Updated at 8:10 a.m. ET
Hundreds of thousands of federal employees will either be sent home or have been told to not show up to work at all on Monday, as furloughs due to the government shutdown that began Friday night start to affect workers around the country.
Senate Majority Leader Mitch McConnell, R-Ky., gave a foreboding warning from the Senate floor on Sunday.
"The shutdown is going to get a lot worse tomorrow," he warned. "A lot worse."
Republicans are insisting the shutdown is less "weaponized" than the last time this happened, in 2013 under then-President Barack Obama, but it's still sure to have a broad effect across the country and get worse the longer it goes.
"Essential services" will continue, and essential workers will remain on the job, albeit without pay.
But there will be a lot of federal workers — thousands — who will see a change.
Every federal agency has a specific contingency plan, in the case of a loss of funding, and you can look through them all here. In 2013, about 800,000 of the 2.1 million civilian federal employees were furloughed in 2013, according to The Washington Post.
In the Department of Agriculture's Farm Service Agency, for example, which employed 10,944 people as of last September, just 62 people are considered completely exempt from furlough.
The agency's plan then lays out a schedule for an additional tapering of labor: All employees are called to work for the first half of the first day of a shutdown, and then over the next 20 days, the plan dwindles the workforce down to 120 by the second half of the first day, and all the way down to seven people by day 20.
Here's how the shutdown will affect some key aspects of the government:
Guidance from the Defense Department issued on Friday said military personnel will continue working, and military operations in places like Afghanistan would continue.
"There would be no gap in their pay unless the shutdown lasted past Feb. 1, and otherwise they would continue on the job without getting paid until the shutdown ended or until Congress and the president agreed to cover their costs before it ended," according to The Washington Post fact checker, who debunked President Trump's numerous claims that the military would be hit the hardest in the event of a government shutdown.

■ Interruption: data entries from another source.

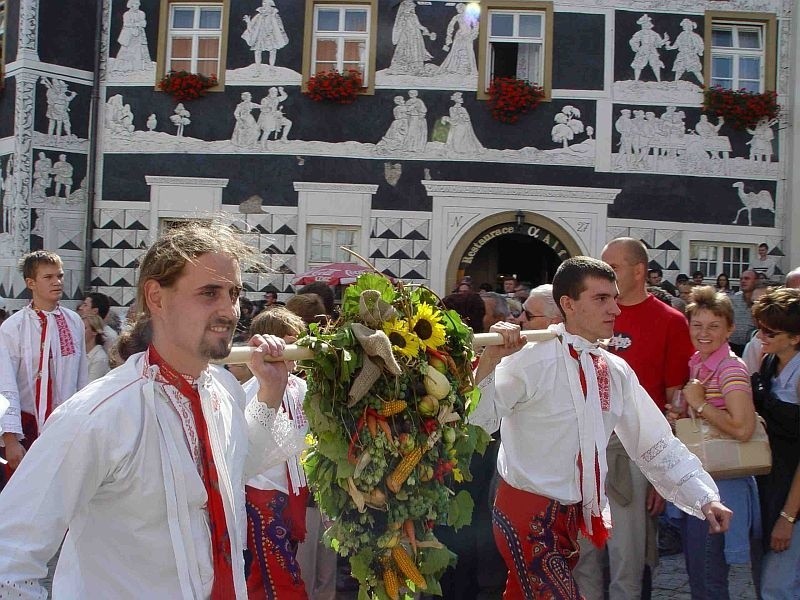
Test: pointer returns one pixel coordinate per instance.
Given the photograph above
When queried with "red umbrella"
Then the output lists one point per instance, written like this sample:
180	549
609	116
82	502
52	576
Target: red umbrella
332	274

Of the VA's 377,000 employees, more than 335,000 are expected to continue working. After a scare about veterans not getting the care they needed during the last shutdown, the Veterans Health Administration has been getting its funding appropriated in advance.
Social Security checks will continue to go out, and most of the Social Security Administration's staff are exempt from the furloughs.
Postal delivery will be unaffected by the shutdown as the Postal Service operates on its own revenue stream. Post offices will also remain open.
The Justice Department
The Justice Department says criminal litigation will go on without interruption. The office of special counsel Robert Mueller, who is investigating Russian interference in the 2016 election and potential ties to the Trump campaign, will also be unimpeded.
In the Department of Education, the contingency plan calls for more than 90 percent of its total 3,912 person staff to be furloughed during the first week of a shutdown, and a total of "not more than 6 percent of the total staff to be called back to work during a longer interruption."
Housing and Urban Development
The Department of Housing and Urban Development employs about 7,800 people. About 300 of them are considered exempt from furloughs, according to its contingency plan. It will continue to provide essential services like housing the homeless and providing emergency services to people with AIDS.
One of the most visible symbols of that 2013 shutdown was gated off national parks. That won't be happening this year.
Most national parks, recreation areas, and monuments are staying open during the shutdown, but as NPR's Nathan Rott reported over the weekend, many rangers and staffers won't be on duty.
"There's absolutely a frustration [among park rangers]," Rott said on NPR's Weekend All Things Considered. "By keeping the parks open, the Department of Interior is basically saying that we can do this whole national park thing without you guys. And in reality, they don't think that's going to work."
Most landmarks, such as Independence Hall, which houses the Liberty Bell in Philadelphia, will be closed.
But one of America's most famous monuments, the Statue of Liberty, will reopen Monday after the state of New York agreed to temporarily pick up the tab for operating the park.
Arizona Gov. Doug Ducey has vowed to keep the Grand Canyon open as well. "The Grand Canyon will not close on our watch. Period," said Ducey said in a statement. "If Washington, D.C. won't function, Arizona will."
The environmental Protection Agency has enough funding on hand to remain open through the coming week, according to a memo from administrator Scott Pruitt. All EPA employees are expected to come to work on Monday.
The Department of Homeland Security says nearly 90 percent of its personnel are considered essential staff and will continue to perform their duties.